古物商が買い取りをするには相手方の身元を確認しなければなりません。

古物営業法の目的は主に盗難品が古物市場に流入するのを防ぐために設けられているので、この相手方の確認は古物商にとって非常に重要な義務となっています。

この確認義務の内容は複雑で、確認方法が何通りもあるので、「どれを選べばいいの?」とよく質問をよく受けます。

しかし、対面取引の確認方法から1つずつかみ砕いて理解していけば、決して難しいものではありません。

この記事では、古物商の対面取引の確認方法に焦点を絞って解説していますので、ぜひ参考にしてください。

※非対面取引での本人確認方法についてはこちらの5分で理解できる非対面取引の本人確認方法を解説で詳しく解説しています。

 

相手方の身分確認が必要なケース

前述のとおり、古物商は買取りをする際に相手方の身分確認をしなければなりません。

また、古物の交換(レンタルなど)や古物の売却または交換の委託を受ける場合も身分確認が必要です。

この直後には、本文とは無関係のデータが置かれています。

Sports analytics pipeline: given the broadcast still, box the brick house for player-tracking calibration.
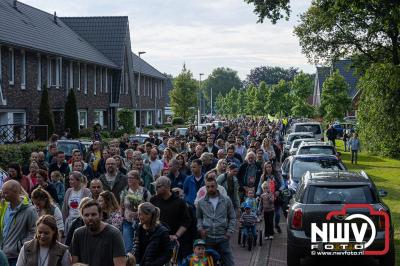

逆に自分の商品を売る場合や自分が売った物を、再度その相手から買い受ける場合は本人確認の必要はありません。

 

対面して買い取る際の確認方法

相手方と対面して買い取りをした場合の確認方法は主に3つあります。

1つずつ見ていきましょう。

相手方の住所、氏名、職業および年齢を確認する

これが最も一般的な確認方法です。

運転免許証や国民健康保険証等を提示してもらい、相手が本人であることを確認します。

もしくは相手方の親など身元が分かるものに問い合わせて確認をします。

ここで注意したいのは職業です。

「会社員」や「アルバイト」ではなく、会社名や屋号をきちんと確認してください。

 

相手方から住所、氏名、職業および年齢が記載された文書の交付を受ける

これは相手方の住所等が記載された文書に著名してもらう方法です。

この文書は住所等の必要な情報が記載されていれば、取引伝票などに著名してもらっても大丈夫です。

注意点としては、あらかじめ著名してある文書を交付してもらうのではなく、古物商の面前で著名してもらう点です。

またその際、不審な素ぶりを見せたり、記載されたものが正しくないとの疑いがあるときは、身分証明書等の提示を求めて確認するようにしなければなりません

※著名はボールペンや万年筆など改ざんできない筆記用具を使用する必要があります。

 

相手方から、印鑑登録証明書および登録された印鑑を押印した書面の送付を受ける

書面の書式は特に決まっていませんので、買取り申込書や印影以外に何も記載されていない白紙の書面でも大丈夫です。

ただし、併せて、相手方の住所等の申出は必ず受ける必要があります。

 

法人の場合は?

法人の身分確認も個人の場合と原則、同じですが、1つ注意点があります。

それは法人の身分確認の他に、取引をしている担当者の本人確認もしなければならない点です。

法人の取引担当者の住所、氏名、年齢、職業もしっかり確認しましょう。

なお、法人の確認証明書類は主に登記簿謄本や代表取締役の身分証明書等になります。

 

例外的に本人確認が不要なケース

買取価格が1万円未満の場合は、例外的に本人確認の必要がありません。

少額の買取品だと犯罪に利用される可能性が極めて低いので、取引の効率化を優先しているのでしょう。

ただし、ゲームソフトや自動二輪車およびその部品、書籍、CD、DVDの場合は1万円未満の場合でも、本人確認義務が課されます。

100円程度の書籍の買入れしかやっていない場合でも、未成年者が万引きしたものを買い受けてしまうことがよくあるからです。

まとめ

今回は対面して買い取る際の本人確認の方法を3つ紹介しました。

確実に身元が確認できるなら、この3つのどれを選択をしても大丈夫です。

また、これらの身元確認はただ機械的に行えばいいというものではないので、不審な点がないか、よく確認してください。

さらに古物商には、確認の際、相手の素振りや身分証明書などに不審な点があれば、買取りをやめて、警察に申告する義務があります。

本人確認や申告義務を怠ると処罰の対象になるので、手を抜かずにしっかり義務を果たすようにしてください。